Ancient maps give Fars province (the ancestral home
of the Persians) an exalted stature and described it as the center
of power for the "Kings of Iran".
During Pahlavi rule,
however, for the first time in 2,500 years, the advance of technology
and infrastructure
allowed for the Iranian government's power to reach the far reaches
of the empire and the
often paranoid Persian-dominated central government thus came into
direct confrontation
against "suspicious" ethnic groups.
The power of the state was often projected harshly, especially when
dealing with
language rights. The Pahlavi regime banned Azeri from schools, the
workplace, and the
media. No indigenous print capitalism, as Anderson would
put it, was allowed to
develop and the lack of opportunity in the provinces forced Azeris
to make educational
"pilgrimages" to Tehran instead of local provincial centers.
The
Shah's insistence on
promoting the primacy of Persian symbols, such as ancient capital
of Persepolis in Fars
province, the heavy handed suppression of the linguistic rights
of minorities, and the
general top-down centralized nature of his rule alienated many
ethnic groups who could
not fully accept the methods of nation building practiced by the
Persian shah in far away
Tehran.
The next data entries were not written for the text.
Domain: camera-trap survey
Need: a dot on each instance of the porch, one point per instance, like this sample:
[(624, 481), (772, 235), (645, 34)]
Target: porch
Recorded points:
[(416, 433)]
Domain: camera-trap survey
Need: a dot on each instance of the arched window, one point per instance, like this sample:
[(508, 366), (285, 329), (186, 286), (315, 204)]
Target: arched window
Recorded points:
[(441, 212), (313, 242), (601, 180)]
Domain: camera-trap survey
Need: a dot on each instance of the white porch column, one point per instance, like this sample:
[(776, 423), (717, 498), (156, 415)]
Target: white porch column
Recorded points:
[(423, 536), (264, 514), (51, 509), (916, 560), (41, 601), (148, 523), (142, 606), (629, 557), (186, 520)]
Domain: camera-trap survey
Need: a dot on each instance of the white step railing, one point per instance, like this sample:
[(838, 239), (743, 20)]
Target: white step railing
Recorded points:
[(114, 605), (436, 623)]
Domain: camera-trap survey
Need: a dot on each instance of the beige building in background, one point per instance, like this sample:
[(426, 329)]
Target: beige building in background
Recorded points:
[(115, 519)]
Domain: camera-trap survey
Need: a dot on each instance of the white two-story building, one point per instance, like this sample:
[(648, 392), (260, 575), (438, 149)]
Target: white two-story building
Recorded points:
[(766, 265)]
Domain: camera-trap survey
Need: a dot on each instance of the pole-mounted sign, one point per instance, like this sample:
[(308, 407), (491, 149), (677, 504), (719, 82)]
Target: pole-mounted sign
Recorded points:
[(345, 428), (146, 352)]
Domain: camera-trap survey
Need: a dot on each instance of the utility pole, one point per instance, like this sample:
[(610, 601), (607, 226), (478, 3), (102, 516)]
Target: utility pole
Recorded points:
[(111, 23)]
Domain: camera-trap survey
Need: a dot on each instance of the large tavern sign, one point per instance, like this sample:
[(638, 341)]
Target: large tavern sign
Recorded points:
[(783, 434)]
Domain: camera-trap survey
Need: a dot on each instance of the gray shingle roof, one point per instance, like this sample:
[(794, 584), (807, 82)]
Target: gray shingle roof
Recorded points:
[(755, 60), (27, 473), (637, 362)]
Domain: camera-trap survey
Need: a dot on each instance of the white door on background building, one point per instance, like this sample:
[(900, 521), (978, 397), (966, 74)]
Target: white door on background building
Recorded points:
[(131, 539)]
The Shah's famous branding of ethnic Azeris as torkhayeh
khar, or "Turkish donkeys", ingloriously institutionalized
the age-old Persian discrimination against thepeople of the northwes.
THE REVOLUTION
It should come as no surprise then that the Azeris were at the
forefront of the
broad anti-monarchial coalition that led to the 1979 Revolution.
Holding the levers of the
Iranian economy in their hands, Azeris organized massive strikes
that crippled
institutions both in the northwest and in Tehran. Yet, unlike the
Kurds farther south, the
Azeris did not use the revolutionary chaos that erupted after the
fall of the Peacock
Throne to ignite any sort of ethnic nationalism.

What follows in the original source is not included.